After coating with collagen, the albumin rubber is selectively dissolved and removed using an enzyme, such as trypsin, which digests the rubber while leaving the collagen structure intact. This process results in a collagen-based scaffold containing internal flow channels and branch points, closely reflecting the complex geometries and architectures found in natural tissues such as blood vessels and organs. The collagen hydrogels can be formulated to include laminin to enhance cell signaling properties.
The problem addressed by the invention is the lack of fabrication technologies that can re-create in vitro the true 3D architecture and geometrical complexity of native tissue, especially scaffolds with branched or intricate flow channels, which are crucial for mimicking physiological functions and supporting proper cell behavior and tissue regeneration.
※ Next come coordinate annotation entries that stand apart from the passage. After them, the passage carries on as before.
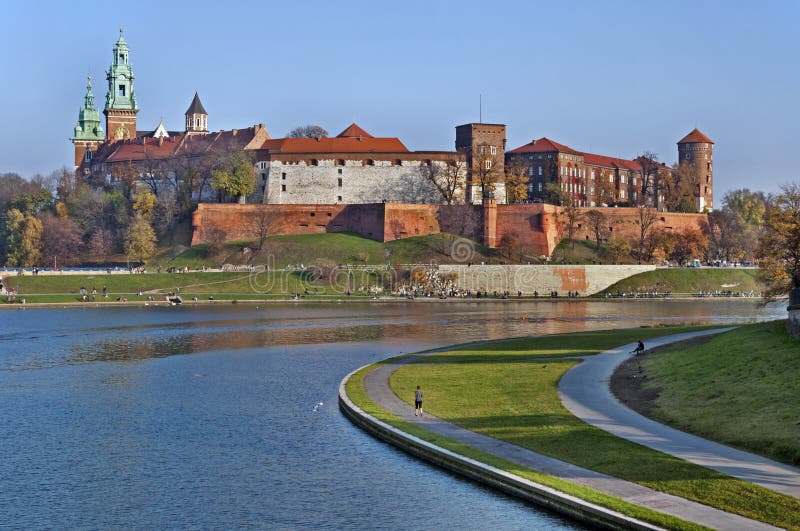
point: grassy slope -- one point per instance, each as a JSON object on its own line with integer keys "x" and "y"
{"x": 517, "y": 401}
{"x": 356, "y": 392}
{"x": 742, "y": 388}
{"x": 690, "y": 280}
{"x": 340, "y": 248}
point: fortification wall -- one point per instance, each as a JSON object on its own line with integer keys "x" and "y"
{"x": 585, "y": 279}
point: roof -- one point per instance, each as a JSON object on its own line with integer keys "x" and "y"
{"x": 695, "y": 137}
{"x": 196, "y": 107}
{"x": 336, "y": 144}
{"x": 542, "y": 145}
{"x": 354, "y": 131}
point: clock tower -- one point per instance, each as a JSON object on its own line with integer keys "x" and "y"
{"x": 121, "y": 106}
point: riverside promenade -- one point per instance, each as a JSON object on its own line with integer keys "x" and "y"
{"x": 377, "y": 387}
The described approach overcomes limitations of prior scaffolding methods that could not achieve such fine, biologically relevant features or required toxic crosslinkers, enabling the creation of biocompatible, structurally accurate, and cell-instructive scaffolds.
Claims Coverage
There is one independent claim capturing the primary inventive aspect of the invention.
Bio-scaffold formation using an enzymatically removable albumin rubber template
A method comprising: 1. Filling a mold with an albumin rubber so that the rubber conforms to the shape of the mold, producing a rubber blank with the mold's geometry. 2. Removing the albumin rubber from the mold to obtain a free-standing rubber blank with the desired spatial features. 3. Coating the rubber blank with collagen, allowing the collagen to take the shape of the rubber blank. 4. Selectively dissolving the rubber blank from within the collagen using an enzyme, wherein the enzyme digests only the rubber template while leaving the collagen unaffected, thus forming internal flow channels inside the bio-scaffold that replicate the geometrical features of the original mold.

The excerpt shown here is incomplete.